We analyze the spectrum of harmonic flow, $v_n(p_T)$ for $n=0\text{--}5$, in event-by-event hydrodynamic simulations of Pb+Pb collisions at the CERN Large Hadron Collider ($\sqrt{s_{NN}}=2.76\,{\text{TeV}}$) with principal component analysis (PCA). The PCA procedure finds two dominant contributions to the two-particle correlation function. The leading component is identified with the event plane $v_n(p_T)$, while the subleading component is responsible for factorization breaking in hydrodynamics. For $v_0$, $v_1$, and $v_3$ the subleading flow is a response to the radial excitation of the corresponding eccentricity. By contrast, for $v_2$ the subleading flow in \emph{peripheral collisions} is dominated by the nonlinear mixing between the leading elliptic flow and radial flow fluctuations.
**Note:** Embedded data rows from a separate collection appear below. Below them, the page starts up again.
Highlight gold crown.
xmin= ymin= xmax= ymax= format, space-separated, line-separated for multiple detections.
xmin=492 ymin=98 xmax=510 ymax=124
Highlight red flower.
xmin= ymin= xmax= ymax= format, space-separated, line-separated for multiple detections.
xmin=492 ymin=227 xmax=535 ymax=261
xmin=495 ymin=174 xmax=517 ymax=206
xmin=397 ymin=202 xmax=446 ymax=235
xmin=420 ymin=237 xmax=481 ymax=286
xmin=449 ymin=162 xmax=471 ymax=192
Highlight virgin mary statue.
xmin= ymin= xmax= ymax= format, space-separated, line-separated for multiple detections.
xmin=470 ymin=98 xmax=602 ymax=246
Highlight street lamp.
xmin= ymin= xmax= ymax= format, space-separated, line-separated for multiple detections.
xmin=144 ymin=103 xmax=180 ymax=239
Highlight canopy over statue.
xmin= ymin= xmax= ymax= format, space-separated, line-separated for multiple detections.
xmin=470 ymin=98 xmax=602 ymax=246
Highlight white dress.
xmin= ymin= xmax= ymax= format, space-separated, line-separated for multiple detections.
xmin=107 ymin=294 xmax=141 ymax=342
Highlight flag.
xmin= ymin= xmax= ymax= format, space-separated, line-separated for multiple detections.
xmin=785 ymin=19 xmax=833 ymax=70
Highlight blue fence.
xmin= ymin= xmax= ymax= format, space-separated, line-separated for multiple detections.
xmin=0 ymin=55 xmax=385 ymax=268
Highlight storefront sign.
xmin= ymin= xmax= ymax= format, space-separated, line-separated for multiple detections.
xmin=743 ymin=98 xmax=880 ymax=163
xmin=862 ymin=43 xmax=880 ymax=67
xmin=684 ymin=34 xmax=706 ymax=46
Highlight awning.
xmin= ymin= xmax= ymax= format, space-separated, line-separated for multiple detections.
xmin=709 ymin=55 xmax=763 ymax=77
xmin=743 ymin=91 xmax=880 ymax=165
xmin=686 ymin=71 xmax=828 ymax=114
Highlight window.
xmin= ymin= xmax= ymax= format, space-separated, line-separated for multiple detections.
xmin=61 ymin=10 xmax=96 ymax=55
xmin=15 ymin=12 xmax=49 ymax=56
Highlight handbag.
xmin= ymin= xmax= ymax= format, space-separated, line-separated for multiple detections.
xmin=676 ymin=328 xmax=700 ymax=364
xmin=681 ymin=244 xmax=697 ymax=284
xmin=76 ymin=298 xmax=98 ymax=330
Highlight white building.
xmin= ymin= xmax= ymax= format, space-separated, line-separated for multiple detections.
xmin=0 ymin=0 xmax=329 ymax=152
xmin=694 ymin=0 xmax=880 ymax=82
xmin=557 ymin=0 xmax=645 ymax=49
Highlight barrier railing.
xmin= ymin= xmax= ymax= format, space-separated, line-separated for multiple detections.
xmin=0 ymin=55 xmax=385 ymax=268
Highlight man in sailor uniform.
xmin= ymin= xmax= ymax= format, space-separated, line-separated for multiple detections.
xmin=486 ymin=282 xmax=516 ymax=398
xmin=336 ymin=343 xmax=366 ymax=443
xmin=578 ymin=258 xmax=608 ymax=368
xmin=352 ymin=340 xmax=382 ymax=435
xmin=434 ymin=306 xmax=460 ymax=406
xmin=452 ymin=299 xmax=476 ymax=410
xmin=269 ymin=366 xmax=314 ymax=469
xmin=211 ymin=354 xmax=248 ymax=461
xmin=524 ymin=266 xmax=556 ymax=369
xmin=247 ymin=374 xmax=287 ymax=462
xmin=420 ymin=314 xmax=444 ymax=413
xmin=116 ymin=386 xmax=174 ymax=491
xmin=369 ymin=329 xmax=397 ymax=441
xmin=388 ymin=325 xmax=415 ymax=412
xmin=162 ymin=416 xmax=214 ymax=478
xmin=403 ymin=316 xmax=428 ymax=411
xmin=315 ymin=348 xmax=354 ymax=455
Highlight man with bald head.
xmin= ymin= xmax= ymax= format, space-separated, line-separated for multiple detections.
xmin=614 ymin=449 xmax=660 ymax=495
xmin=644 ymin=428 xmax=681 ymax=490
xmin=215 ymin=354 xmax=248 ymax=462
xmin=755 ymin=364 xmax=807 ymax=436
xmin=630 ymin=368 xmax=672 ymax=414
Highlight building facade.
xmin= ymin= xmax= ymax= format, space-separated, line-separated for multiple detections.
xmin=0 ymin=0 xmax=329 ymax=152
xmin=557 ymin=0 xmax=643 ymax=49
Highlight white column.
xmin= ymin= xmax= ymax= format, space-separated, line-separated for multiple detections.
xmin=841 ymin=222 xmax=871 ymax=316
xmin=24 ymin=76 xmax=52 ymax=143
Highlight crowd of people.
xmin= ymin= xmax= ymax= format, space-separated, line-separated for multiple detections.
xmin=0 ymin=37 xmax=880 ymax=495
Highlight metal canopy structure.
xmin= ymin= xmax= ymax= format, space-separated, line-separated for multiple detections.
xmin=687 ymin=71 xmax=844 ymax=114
In the $v_2$ case, the sub-sub-leading mode more closely reflects the response to the radial excitation of $\varepsilon_2$. A consequence of this picture is that the elliptic flow fluctuations and factorization breaking change rapidly with centrality, and in central collisions (where the leading $v_2$ is small and nonlinear effects can be neglected) the subsub-leading mode becomes important. Radial flow fluctuations and nonlinear mixing also play a significant role in the factorization breaking of $v_4$ and $v_5$. We construct good geometric predictors for the orientation and magnitudes of the leading and subleading flows based on a linear response to the geometry, and a quadratic mixing between the leading principal components. Finally, we suggest a set of measurements involving three point correlations which can experimentally corroborate the nonlinear mixing of radial and elliptic flow and its important contribution to factorization breaking as a function of centrality.